Sollte der o.g. begründete Einzelfall durch den Bauausschuss, nach Besichtigung des Gebäudes vor Ort, als vorliegend erachtet werden, so sind an die Neuerrichtung auch gestalterische Anforderungen gestellt. Das äußere Erscheinungsbild des neu zu errichtenden Gebäudes muss die Kulturlandschaft auch in ähnlicher Weise prägen wie das bestehende Gebäude. Es muss also der ursprüngliche Zweck des Gebäudeteils weiterhin erkennbar sein und darf nur untergeordnet erkennen lassen, dass es sich um ein Wohnhaus handelt. Vor Einreichung eines Bauantrages wäre somit die äußere Gestaltung des Gebäudes mit dem Stadtbauamt abzustimmen. Ob die im Schnitt dargestellten Dachgauben genehmigt werden können und nicht den ursprünglichen Erscheinungsbildes des Gebäudes entgegenstehen, kann erst im Rahmen vorgenannter Abstimmung beurteilt werden.

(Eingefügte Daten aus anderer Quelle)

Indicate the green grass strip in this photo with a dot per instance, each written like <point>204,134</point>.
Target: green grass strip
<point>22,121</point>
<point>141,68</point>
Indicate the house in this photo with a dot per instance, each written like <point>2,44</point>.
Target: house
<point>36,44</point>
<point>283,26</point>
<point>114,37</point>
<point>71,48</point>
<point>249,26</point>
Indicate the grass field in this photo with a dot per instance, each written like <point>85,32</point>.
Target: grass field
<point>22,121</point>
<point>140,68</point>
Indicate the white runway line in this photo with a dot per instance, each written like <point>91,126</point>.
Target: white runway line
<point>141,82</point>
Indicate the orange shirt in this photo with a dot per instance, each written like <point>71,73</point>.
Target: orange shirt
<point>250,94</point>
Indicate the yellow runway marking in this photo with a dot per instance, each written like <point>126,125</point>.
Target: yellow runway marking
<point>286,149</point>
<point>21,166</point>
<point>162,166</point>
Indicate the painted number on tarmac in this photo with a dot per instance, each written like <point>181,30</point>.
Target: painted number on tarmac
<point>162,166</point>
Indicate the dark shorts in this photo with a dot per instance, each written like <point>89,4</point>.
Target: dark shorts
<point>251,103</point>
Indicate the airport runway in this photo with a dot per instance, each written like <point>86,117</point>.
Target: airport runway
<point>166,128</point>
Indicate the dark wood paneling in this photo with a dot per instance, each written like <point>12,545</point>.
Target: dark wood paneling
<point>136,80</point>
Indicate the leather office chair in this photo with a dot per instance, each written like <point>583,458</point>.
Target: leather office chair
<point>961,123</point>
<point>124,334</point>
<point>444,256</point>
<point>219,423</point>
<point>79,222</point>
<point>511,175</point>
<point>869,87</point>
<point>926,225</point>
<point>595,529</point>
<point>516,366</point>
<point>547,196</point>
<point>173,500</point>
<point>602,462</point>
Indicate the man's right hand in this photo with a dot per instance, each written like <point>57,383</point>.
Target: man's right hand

Die erforderlichen zusätzlichen Voraussetzungen des § 35 Abs.4 Nr. 1 welche bei Anwendung des § 35 Abs. 4 Satz 2 entsprechend gelten, sind beim vorliegenden Vorhaben gegeben. Eine Beeinträchtigung öffentlicher Belange ist nicht zu erwarten.
Bewertung des Stadtbauamtes:
Ein begründeter Einzelfall des § 35 Abs. 4 Satz 2 BauGB liegt nicht vor. Der Regelfall zum Einbau/Nutzungsänderung nach § 35 Abs. 4 Satz 1 Nr. 1 BauGB soll vom Bauherrn weiter verfolgt werden und ist genehmigungsfähig.